The rainbow, however, wasn’t popularized as an official symbol of the gay community until the 1970s. In 1978, San Francisco artist Gilbert Baker designed what is believed to be the first modern gay pride flag by combining eight stripes, each a different color with its own symbolism: pink for sex, red for life, orange for healing, yellow for sunlight, green for nature, blue for art, indigo for harmony, and violet for the human spirit. When he wanted to manufacture the flag for sale, he found that hot pink wasn’t as available as the other colors, and so the flag dropped to seven colors. Baker later dropped indigo to maintain an even number, and the flag arrived at its contemporary six colors. When San Francisco gay activists marched to protest the 1978 assassination of city supervisor Harvey Milk, they marched with Baker’s flags.
Pop culture also gave the rainbow resonance with gay activists, perhaps because of Judy Garland and her signature song “Somewhere Over the Rainbow.” Garland was a major star to the gay community throughout the 1950s and 1960s. Gay men came out in droves for her performances, and, from World War II forward, many in the LGBT community referred to themselves as “friends of Dorothy,” a phrase that seems to have derived from Garland’s performance in The Wizard of Oz. The pivotal riots at the Stonewall Inn occurred just hours after Garland’s funeral, and her death may have helped provoke the unrest. Garland had earlier bragged, “When I die I have visions of fags singing ‘Over the Rainbow’ and the flag at Fire Island being flown at half mast.” Garland died in 1969, before the popularization of the modern LGBT flag, but some Fire Island houses were reportedly draped in black.

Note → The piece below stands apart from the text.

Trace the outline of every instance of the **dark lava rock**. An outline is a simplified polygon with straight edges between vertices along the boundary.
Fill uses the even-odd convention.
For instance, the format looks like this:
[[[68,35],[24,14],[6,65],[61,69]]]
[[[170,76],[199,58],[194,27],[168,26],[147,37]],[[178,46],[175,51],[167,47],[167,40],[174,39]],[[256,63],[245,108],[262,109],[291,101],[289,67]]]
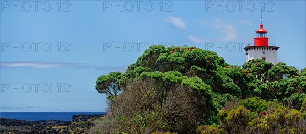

Of course, rainbows and rainbow flags carry significance outside the LGBT community. The rainbow is an important symbol in the Bible, representing a promise of peace from God to Noah, and some Christian groups have used that symbol in their iconography. The German anti-Lutheran leader Thomas Müntzer flew a rainbow flag during the Peasant War in an effort to show that God was on his movement’s side. Hippies sometimes used a rainbow flag when marching for peace in the 1960s and 1970s, which may have helped inspire Baker’s design.